From fb573887a29e6135bba726e34b0ae443a513e855 Mon Sep 17 00:00:00 2001
From: Guillaume Lagrange <lagrange.guillaume.1@gmail.com>
Date: Wed, 22 May 2024 15:46:19 -0400
Subject: [PATCH] Add pretrained model/tokenizer download

---
 llama-burn/Cargo.toml           |  5 +-
 llama-burn/examples/generate.rs |  8 ++--
 llama-burn/src/lib.rs           |  1 +
 llama-burn/src/llama.rs         | 52 +++++++++++++++++++--
 llama-burn/src/pretrained.rs    | 82 +++++++++++++++++++++++++++++++++
 5 files changed, 136 insertions(+), 12 deletions(-)
 create mode 100644 llama-burn/src/pretrained.rs
diff --git a/llama-burn/Cargo.toml b/llama-burn/Cargo.toml
index 0d7a4ee..6d65632 100644
--- a/llama-burn/Cargo.toml
+++ b/llama-burn/Cargo.toml
@@ -11,8 +11,8 @@ default = ["std"] # TODO: remove std default
 std = []
 pretrained = ["burn/network", "std", "dep:dirs"]
 
-llama3 = ["dep:tiktoken-rs", "dep:rustc-hash", "dep:base64"]
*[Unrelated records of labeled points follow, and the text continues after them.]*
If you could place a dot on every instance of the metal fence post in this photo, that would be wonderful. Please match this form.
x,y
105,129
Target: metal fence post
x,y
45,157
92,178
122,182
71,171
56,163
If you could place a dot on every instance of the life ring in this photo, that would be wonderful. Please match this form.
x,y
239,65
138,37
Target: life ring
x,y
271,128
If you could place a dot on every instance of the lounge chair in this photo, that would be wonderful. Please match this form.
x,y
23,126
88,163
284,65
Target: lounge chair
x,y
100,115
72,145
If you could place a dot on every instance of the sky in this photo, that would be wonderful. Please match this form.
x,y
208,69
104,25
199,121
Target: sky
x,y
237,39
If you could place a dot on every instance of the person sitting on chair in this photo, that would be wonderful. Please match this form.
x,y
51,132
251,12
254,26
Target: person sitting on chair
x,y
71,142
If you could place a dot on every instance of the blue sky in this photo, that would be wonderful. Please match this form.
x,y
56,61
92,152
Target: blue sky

-tiny = ["dep:rust_tokenizers"]
+llama3 = ["pretrained", "dep:tiktoken-rs", "dep:rustc-hash", "dep:base64"]
+tiny = ["pretrained", "dep:rust_tokenizers"]
 
 [dependencies]
 # Note: default-features = false is needed to disable std
@@ -37,7 +37,6 @@ rustc-hash = {version = "1.1.0", optional = true }
 # SentencePiece tokenizer (tiny llama / llama 2)
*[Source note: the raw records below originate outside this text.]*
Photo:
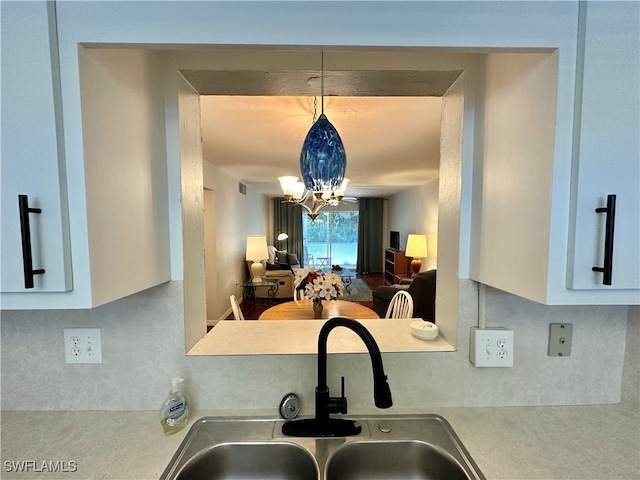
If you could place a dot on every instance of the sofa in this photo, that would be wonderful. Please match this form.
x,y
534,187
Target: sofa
x,y
281,266
422,289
 rust_tokenizers = { version = "8.1.1", optional = true }
 
-# Temporary; will be removed once we have the multinomial distribution
 rand = { version = "0.8.5", default-features = false, features = [
     "std_rng",
 ] } # std_rng is for no_std
diff --git a/llama-burn/examples/generate.rs b/llama-burn/examples/generate.rs
index f63c63f..1c166c5 100644
--- a/llama-burn/examples/generate.rs
+++ b/llama-burn/examples/generate.rs
@@ -93,8 +93,8 @@ pub fn main() {
 
     #[cfg(feature = "tiny")]
     {
-        let mut llama =
-            LlamaConfig::load_tiny_llama::<B>(&args.model, &args.tokenizer, &device).unwrap();
+        let mut llama = LlamaConfig::tiny_llama_pretrained::<B>(&device).unwrap();
+
         generate(
             &mut llama,
             &args.prompt,
@@ -106,8 +106,8 @@ pub fn main() {
 
     #[cfg(feature = "llama3")]
     {
-        let mut llama =
-            LlamaConfig::load_llama3_8b::<B>(&args.model, &args.tokenizer, &device).unwrap();
+        let mut llama = LlamaConfig::llama3_8b_pretrained::<B>(&device).unwrap();
+
         generate(
             &mut llama,
             &args.prompt,
diff --git a/llama-burn/src/lib.rs b/llama-burn/src/lib.rs
index 3d2fd76..1f385e9 100644
--- a/llama-burn/src/lib.rs
+++ b/llama-burn/src/lib.rs
@@ -1,5 +1,6 @@
 pub(crate) mod cache;
 pub mod llama;
+pub mod pretrained;
 pub mod sampling;
 pub mod tokenizer;
 mod transformer;
diff --git a/llama-burn/src/llama.rs b/llama-burn/src/llama.rs
index 63846af..e1d15c9 100644
--- a/llama-burn/src/llama.rs
+++ b/llama-burn/src/llama.rs
@@ -17,13 +17,13 @@ use crate::{
     transformer::{KeyValueCache, Transformer, TransformerConfig},
 };
 
+#[cfg(feature = "pretrained")]
+use crate::pretrained::{self, ModelMeta};
 #[cfg(feature = "tiny")]
 use crate::tokenizer::SentiencePieceTokenizer;
 #[cfg(feature = "llama3")]
 use crate::tokenizer::Tiktoken;
 
-const LLAMA3_VOCAB_SIZE: usize = 128256;
-
 #[derive(Config, Debug)]
 pub struct LlamaConfig {
     /// The size of the model.
@@ -58,7 +58,7 @@ impl LlamaConfig {
     /// Llama-3-8B configuration.
     pub fn llama3_8b(tokenizer_path: &str) -> Self {
         // hidden_size = 14336; vocab_size = 128256
-        Self::new(14336, LLAMA3_VOCAB_SIZE, tokenizer_path.to_string())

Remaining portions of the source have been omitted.